Pismo religijno-społeczne poświęcone polskiemu
      ewangelicyzmowi i ekumenii

NR 3/2013, ss. 8-10

 

Pod hasłem „Przyszłość Kościoła – Kościół przyszłości” odbyło się XIX Forum Ewangelickie. Jego uczestnicy dyskutowali o roli kobiet, mężczyzn, duchownych, świeckich i mediów w Kościele przyszłości.

Forum Ewangelickie miało miejsce od 13 do 15 września w Koszalinie. Wzięło w nim udział ok. 60 osób z różnych regionów Polski. Uczestnicy mieli okazję wysłuchać kilku referatów i prezentacji zarówno na temat historii, jak i przyszłości Kościoła, a także podyskutować na te tematy.

Przyszłość przeszłością

Z miejscem tegorocznych obrad związany był program pierwszego dnia Forum. Na początek referat na temat „Przyszłość przeszłością – historia Kościoła na Pomorzu” wygłosiła historyczka kultury dr Małgorzata Grzywacz z Uniwersytetu Adama Mickiewicza w Poznaniu. Prelegentka mówiła o początkach chrześcijaństwa na ziemiach Pomorza Zachodniego w XII w., sporo uwagi poświęciła też reformacji w tym regionie, która została przyjęta w Trzebiatowie w 1521 r. – Reformacja na tych ziemiach często miała charakter rękoczynów – zauważyła dr Grzywacz. Ważną postacią był Johannes Bugenhagen.

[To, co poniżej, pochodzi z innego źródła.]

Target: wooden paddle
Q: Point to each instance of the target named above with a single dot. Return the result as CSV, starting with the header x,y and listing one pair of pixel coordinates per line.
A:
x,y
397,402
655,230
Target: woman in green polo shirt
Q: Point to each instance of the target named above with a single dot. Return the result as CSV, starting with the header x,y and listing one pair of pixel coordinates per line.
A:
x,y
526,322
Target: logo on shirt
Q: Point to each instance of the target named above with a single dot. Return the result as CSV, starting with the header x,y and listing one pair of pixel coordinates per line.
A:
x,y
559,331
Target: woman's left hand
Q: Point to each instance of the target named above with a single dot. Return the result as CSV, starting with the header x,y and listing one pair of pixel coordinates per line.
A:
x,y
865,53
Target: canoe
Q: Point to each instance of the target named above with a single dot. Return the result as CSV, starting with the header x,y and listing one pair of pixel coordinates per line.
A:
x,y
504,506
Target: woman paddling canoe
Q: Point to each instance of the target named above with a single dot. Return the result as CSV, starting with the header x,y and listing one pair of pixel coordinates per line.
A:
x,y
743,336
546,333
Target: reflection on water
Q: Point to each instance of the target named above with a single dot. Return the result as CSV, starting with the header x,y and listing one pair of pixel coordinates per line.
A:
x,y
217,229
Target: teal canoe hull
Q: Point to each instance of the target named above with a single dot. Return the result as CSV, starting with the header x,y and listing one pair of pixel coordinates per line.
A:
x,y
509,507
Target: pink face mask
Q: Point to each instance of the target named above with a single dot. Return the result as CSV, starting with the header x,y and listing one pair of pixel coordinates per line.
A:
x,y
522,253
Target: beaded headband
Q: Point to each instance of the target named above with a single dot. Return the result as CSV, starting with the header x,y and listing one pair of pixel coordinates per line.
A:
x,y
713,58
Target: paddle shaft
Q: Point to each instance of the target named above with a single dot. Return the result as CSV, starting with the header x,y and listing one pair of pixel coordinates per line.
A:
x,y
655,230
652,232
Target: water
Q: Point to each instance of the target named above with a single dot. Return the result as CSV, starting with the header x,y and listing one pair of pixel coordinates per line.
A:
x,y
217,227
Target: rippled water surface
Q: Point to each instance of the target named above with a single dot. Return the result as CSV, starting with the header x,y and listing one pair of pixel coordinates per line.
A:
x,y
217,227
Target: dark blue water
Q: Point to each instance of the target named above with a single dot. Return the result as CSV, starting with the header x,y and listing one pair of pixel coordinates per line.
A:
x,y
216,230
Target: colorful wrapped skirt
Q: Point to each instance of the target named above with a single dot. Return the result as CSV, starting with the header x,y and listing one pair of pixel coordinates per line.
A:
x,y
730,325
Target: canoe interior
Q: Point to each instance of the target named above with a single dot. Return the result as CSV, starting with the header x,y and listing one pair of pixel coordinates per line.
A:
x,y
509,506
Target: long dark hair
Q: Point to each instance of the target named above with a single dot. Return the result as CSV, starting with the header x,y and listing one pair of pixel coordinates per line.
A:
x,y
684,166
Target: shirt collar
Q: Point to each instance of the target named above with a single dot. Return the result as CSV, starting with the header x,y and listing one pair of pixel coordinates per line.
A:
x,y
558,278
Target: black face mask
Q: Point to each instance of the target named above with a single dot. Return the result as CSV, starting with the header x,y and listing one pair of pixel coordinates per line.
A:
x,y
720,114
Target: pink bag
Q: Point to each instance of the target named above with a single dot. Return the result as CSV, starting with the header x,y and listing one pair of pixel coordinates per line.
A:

Referentka mówiła też o czasach nazizmu na Pomorzu Zachodnim, które wówczas znajdowało się na terenie Niemiec. Ten region bardzo silnie popierał Hitlera, co miało również odbicie w składach ewangelickich rad parafialnych, które w większości opanowali naziści. Jedyny wyjątek stanowił Koszalin, gdzie duszpasterzem był zdecydowany antynazista ks. Friedrich Onnasch. Na tych terenach działał również antyhitlerowski Kościół Wyznający, jednak był bardzo nieliczny. Po wojnie tereny Pomorza Zachodniego zostały bardzo przeorane ludnościowo, co miało również wpływ na zmianę struktury religijnej. Wraz z migracjami zmniejszyła się liczba ewangelików, zwiększyła natomiast katolików i prawosławnych.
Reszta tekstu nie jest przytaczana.